As the nation gears up for an election year, the Supreme Court reaffirmed the power of states to impose limits on campaign contributions to political candidates. The justices ruled, 6 to 3, that a 1994 Missouri law restricting individual contributions to $1,075 for candidates in statewide races does not violate the constitutional right to free speech. About two-thirds of states impose campaign contribution limits. Among other rulings, the court said federal approval of changes in state and local elections cannot be withheld just because redistricting fails to improve a discriminatory situation. The 5-4 ruling stemmed from a Louisiana case in which district lines continued making it difficult to elect a black to the Bossier Parish school board.
Rep. Virgil Goode of Virginia moved to drop his affiliation with the Democratic Party and become an independent, his office reported. As a result, Republicans will hold a 222-211 majority in the House, with two independents - the other being Rep. Bernard Sanders of Vermont. The move could jeopardize Democratic hopes of regaining control of the House in this year's election.
Although the Iowa presidential caucuses were expected to draw little more than 10 percent of the state's 1.8 million registered voters, the results may set the parameters for the entire campaign, analysts said. Vice President Al Gore and Texas Gov. George W. Bush needed to win their respective Democratic and Republican races by sizable margins for them to be considered substantial victories, the analysts said.
President Clinton was to propose $27 million to help close the earnings gap between men and women and beef up enforcement of equal-pay laws, the White House indicated. The plan, part of his 2001 budget proposal, includes $10 million for the Equal Employment Opportunity Commission, although a similar, $14 million initiative failed in Congress last year.
Federal prosecutors are investigating whether someone outside the family of Wen Ho Lee, charged with mishandling nuclear secrets, may have gained access to sensitive information via the Internet, The Washington Post reported. Around 1994, the password of the then-employee of the Los Alamos (N.M.) National Laboratory was used about 70 times at UCLA to log in to the laboratory's unclassified network, the Post said. Lee's attorneys explained it was his daughter playing a computer game, but prosecutors were unconvinced that someone else was not involved.

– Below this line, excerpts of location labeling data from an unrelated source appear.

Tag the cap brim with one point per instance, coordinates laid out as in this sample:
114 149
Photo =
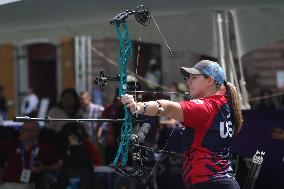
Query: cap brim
188 71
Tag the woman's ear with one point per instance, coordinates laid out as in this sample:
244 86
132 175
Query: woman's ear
211 81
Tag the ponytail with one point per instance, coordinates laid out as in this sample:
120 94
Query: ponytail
234 105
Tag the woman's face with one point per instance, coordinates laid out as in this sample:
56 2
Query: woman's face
197 85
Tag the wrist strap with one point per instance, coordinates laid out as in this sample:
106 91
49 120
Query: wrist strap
145 107
160 109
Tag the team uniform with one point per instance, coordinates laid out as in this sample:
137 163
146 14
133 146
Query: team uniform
207 137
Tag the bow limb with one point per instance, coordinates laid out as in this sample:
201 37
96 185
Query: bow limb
125 53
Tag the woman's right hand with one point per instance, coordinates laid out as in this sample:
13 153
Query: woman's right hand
129 102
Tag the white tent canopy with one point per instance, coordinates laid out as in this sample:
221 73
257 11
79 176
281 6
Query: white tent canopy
185 24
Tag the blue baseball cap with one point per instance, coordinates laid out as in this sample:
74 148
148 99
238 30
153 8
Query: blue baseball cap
208 68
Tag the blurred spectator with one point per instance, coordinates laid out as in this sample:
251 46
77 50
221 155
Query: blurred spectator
3 104
30 103
67 108
80 157
266 103
90 111
26 159
278 133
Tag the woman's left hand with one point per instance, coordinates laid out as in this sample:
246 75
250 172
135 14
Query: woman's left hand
129 102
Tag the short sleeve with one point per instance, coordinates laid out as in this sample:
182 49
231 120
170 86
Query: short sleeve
195 112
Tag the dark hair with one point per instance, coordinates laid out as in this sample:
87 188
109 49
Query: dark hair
234 104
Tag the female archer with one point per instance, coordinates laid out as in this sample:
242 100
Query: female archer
211 120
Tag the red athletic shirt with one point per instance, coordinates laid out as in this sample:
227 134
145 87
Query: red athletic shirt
207 135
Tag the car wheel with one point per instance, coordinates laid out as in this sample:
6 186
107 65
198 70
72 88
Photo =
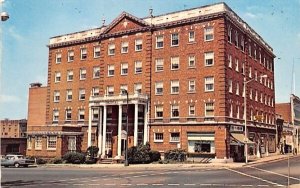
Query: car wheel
17 165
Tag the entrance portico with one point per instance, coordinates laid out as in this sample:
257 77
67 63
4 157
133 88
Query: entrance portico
109 113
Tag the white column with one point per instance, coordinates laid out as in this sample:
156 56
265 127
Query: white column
100 132
136 118
104 130
119 131
145 125
90 128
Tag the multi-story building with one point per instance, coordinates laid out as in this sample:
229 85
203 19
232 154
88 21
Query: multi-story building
182 76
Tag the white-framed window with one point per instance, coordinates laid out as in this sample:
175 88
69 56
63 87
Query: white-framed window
191 36
174 39
138 45
81 94
209 58
159 64
209 83
159 111
68 114
51 142
58 58
174 86
70 75
70 55
158 137
81 113
57 77
159 41
124 68
124 47
69 95
96 72
174 111
192 85
83 53
192 61
38 142
82 74
111 70
209 109
208 33
56 96
111 49
138 88
174 137
159 88
138 67
110 90
95 91
192 110
174 63
55 115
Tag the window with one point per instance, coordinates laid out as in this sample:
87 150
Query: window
174 63
96 72
96 51
175 111
192 62
56 96
158 137
111 70
95 91
209 58
124 68
138 88
68 114
111 49
83 53
174 86
208 34
138 67
192 85
192 36
81 114
209 83
57 77
159 87
58 58
110 90
174 137
51 142
159 65
69 95
81 94
124 47
70 55
38 142
82 73
159 111
55 115
69 75
174 39
209 109
160 41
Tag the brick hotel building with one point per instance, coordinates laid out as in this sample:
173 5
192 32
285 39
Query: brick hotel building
183 73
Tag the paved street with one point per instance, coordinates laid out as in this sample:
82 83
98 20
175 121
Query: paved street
273 174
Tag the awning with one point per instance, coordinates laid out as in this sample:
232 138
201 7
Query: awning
239 139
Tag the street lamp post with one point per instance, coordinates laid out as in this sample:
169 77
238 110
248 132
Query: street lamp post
245 115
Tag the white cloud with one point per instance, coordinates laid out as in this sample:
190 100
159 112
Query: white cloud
9 99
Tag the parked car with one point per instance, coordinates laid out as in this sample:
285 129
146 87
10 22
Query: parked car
16 161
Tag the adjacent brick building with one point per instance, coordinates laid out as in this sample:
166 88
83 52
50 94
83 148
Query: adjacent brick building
182 75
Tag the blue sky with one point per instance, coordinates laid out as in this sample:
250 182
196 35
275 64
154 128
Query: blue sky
32 22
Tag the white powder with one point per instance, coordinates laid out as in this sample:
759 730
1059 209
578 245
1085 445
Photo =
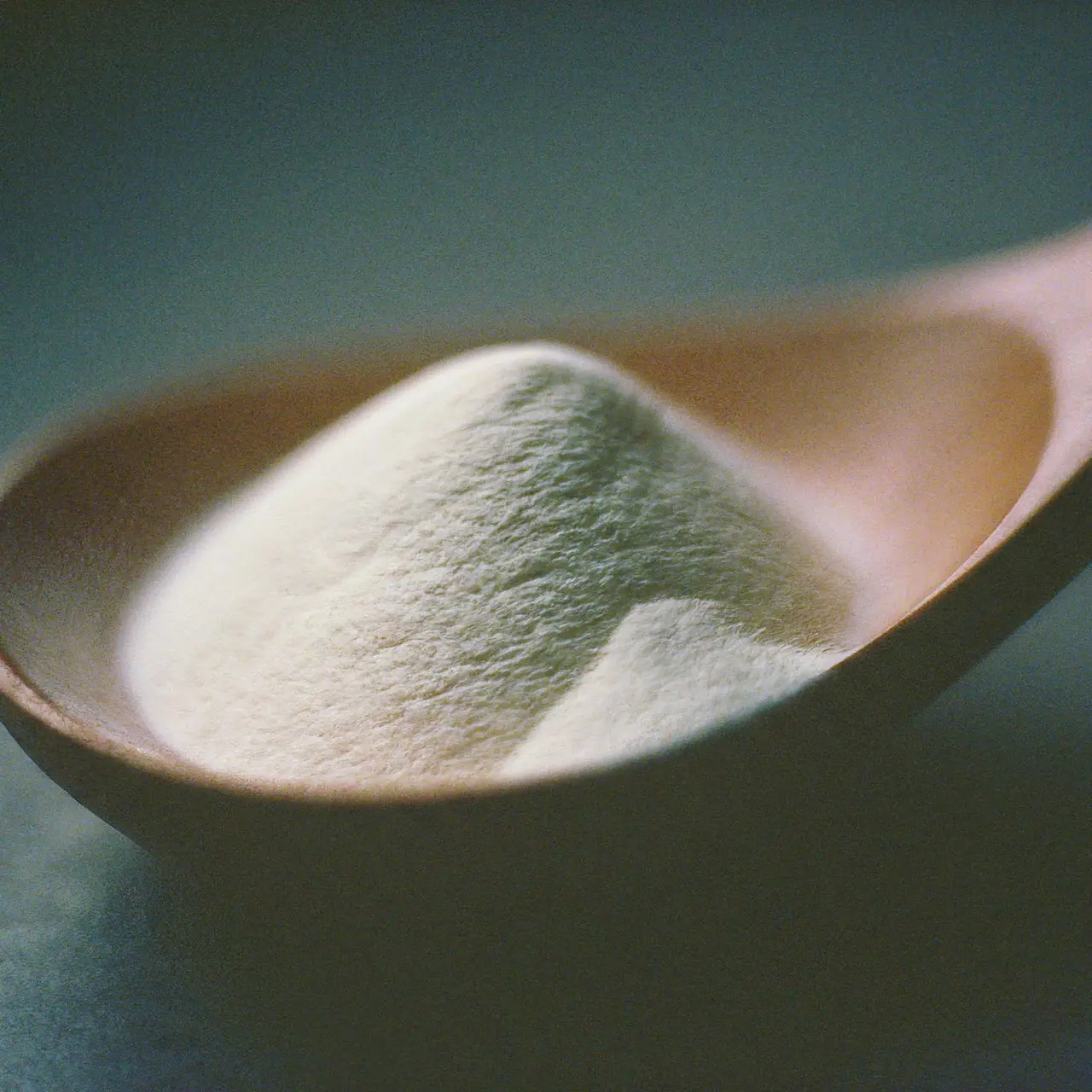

Many children with disabilities receive substandard schooling because states are not complying with federal rules on special education, the Washington- based National Council on Disability reported in a review of performance from 1994 to 1998. But officials at the Department of Education, which oversees compliance with the Individuals With Disabilities Education Act of 1975, said it has increased monitoring under the Clinton administration.